In a previous blog, I discussed the differences between high availability and disaster recovery. Then, in my second post in this series, I looked at how SharePlex can help with disaster recovery. So, in this final post, I’ll discuss how Quest SharePlex can provide the basis for a high availability system without the complexities of Oracle RAC.
One of the major features of SharePlex is that it performs database replication at the logical or SQL transaction level. This way, you’re not stuck with lower level replication and the need to perform a database recovery before your standby or replica database is available for use. The SharePlex target database is always available, in full read/write mode.
Another advantage of using SharePlex for high availability is that it’s easy to avoid single points of failure. Unlike Oracle RAC, where the database or physical storage is shared, SharePlex replicates into a completely separate target database, thereby avoiding the use of shared storage.
Configuring SharePlex for HA
When using SharePlex, rather than referring to primary or secondary databases, we use the terms source and target, since all databases in a SharePlex replication environment are open and in read/write mode. For the remainder of this blog, I’ll use source to refer to the primary database, and target to refer to the database that will support high availability.
Here are some things to consider when using a SharePlex target for high availability:
- Use a TNS Alias instead of a BEQUEATH connection for your databases. This will make failover and reverse replication a bit simpler.
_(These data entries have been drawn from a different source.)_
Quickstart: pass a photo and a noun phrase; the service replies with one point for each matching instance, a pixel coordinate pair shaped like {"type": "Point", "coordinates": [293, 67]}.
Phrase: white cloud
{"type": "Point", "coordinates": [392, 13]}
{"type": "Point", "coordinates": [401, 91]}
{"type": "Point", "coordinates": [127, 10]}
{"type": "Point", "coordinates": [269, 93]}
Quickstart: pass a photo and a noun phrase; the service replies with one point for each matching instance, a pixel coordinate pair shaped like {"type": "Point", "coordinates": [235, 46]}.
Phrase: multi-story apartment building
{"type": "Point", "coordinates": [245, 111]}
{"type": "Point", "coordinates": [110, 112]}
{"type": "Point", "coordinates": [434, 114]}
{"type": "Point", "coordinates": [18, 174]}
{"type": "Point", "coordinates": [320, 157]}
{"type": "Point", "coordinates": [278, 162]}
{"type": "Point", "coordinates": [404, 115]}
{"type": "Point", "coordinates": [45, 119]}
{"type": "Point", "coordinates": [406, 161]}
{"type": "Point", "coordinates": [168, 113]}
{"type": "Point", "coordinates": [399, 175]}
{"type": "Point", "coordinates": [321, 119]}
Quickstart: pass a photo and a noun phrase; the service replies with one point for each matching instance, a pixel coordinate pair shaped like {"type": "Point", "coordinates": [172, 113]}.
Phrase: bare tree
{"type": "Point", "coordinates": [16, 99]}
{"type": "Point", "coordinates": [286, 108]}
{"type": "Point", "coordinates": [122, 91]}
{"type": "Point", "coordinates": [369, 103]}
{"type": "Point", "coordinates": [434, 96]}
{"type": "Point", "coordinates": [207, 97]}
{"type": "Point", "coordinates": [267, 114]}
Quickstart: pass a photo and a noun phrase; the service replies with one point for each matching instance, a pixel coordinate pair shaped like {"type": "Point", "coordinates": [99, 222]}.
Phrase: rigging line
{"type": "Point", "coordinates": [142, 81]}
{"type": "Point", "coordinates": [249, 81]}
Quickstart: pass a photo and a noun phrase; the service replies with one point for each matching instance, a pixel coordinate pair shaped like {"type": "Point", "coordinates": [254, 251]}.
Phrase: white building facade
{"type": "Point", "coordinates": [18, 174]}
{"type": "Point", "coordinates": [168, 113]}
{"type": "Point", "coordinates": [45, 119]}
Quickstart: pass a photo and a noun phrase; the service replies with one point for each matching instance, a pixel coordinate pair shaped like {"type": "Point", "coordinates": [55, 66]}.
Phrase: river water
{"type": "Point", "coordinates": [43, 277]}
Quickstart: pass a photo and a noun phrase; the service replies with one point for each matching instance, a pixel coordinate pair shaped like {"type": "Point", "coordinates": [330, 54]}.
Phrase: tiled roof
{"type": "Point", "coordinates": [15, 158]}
- Use a TNS Alias, different from those created in step #1 and Virtual IP or Hostname for your source database. Use this in your applications, to facilitate failover from the source to the target.
- Consider setting up “reverse” replication, from target to source. This will allow you to capture transactions applied to the target after failover, and facilitate failback to the source with no data loss.
- You may want to consider using hardware or software load balancers to help automate the actual failover process.
The first step in any SharePlex replication is to instantiate your target with exactly the same data as contained in the source. You can find recommendations on how to accomplish this with no downtime using Oracle tools such as RMAN or other tools, in the SharePlex Administration Guide.
Once you’ve instantiated your target database, you’ll need to build a configuration or config file. If you’re replicating entire schemas, you can use the wildcard EXPAND function to replicate each schema in one line. For example, to replicate your GL schema your config file would look something like this:
EXPAND GL.% GL.% <Target HostName>@o.<TargetDB TNS ALIAS>
After you activate your config file, transactions will flow from the source to the target, and your target is ready for use.
Configuring your systems and applications for failover
As mentioned above, you’ll want to use TNS Aliases for both the source and target databases. You’ll also want to set up a “Virtual” TNS Alias and IP address that floats between the source and the target servers/databases. This third alias is the one to which you’ll point your applications.
You’ll need some sort of “heartbeat” or failure detection; so that a script or program on the target can detect a failure on the source. This could be a network ping, a tnsping or a remote database access.
When the target detects a failure, your script should then attempt to shut down the source (to avoid network conflicts), change the virtual alias to point to the target, and, if set up, start replication from the target back to the source. You’ll probably also want to send an email or raise some sort of alert.
Using a Load Balancer
You can eliminate most of the coding required for failover by using a hardware or software load balancer that first detects the fact that one of the nodes is down, and then routes traffic only to the surviving node. If your application is written or can be modified to support multiple-master databases, then the load balancer can even be used to direct traffic to both nodes.
In a failure, your applications will notice a disconnection from one database, and so will need to be coded to reconnect; and the failover script will take a small amount of time, usually less than a second, to notice the failure and change the virtual IP/Alias of the database. Since there are two separate databases involved and SharePlex uses asynchronous replication, there are some failover scenarios that can result in the loss of a small number of committed transactions. However, SharePlex can be queried to determine if this occurred, and once the original source database is restored, they can be re-synchronized. If you need shorter recovery time or more transparency, you may want to consider using RAC complemented by SharePlex.
Test and Test again
It’s been said that a backup is no better than the last restore, and that’s also the case with high availability systems. Until they’re tested, in the real environment, you can never be certain that things will work as planned. So, the last phase of your implementation plan should be to test failover, at least once, and possibly more. Once you’ve tested your failover, you should be able to rest easy; with assurance that SharePlex will help you meet or exceed your agreed SLAs.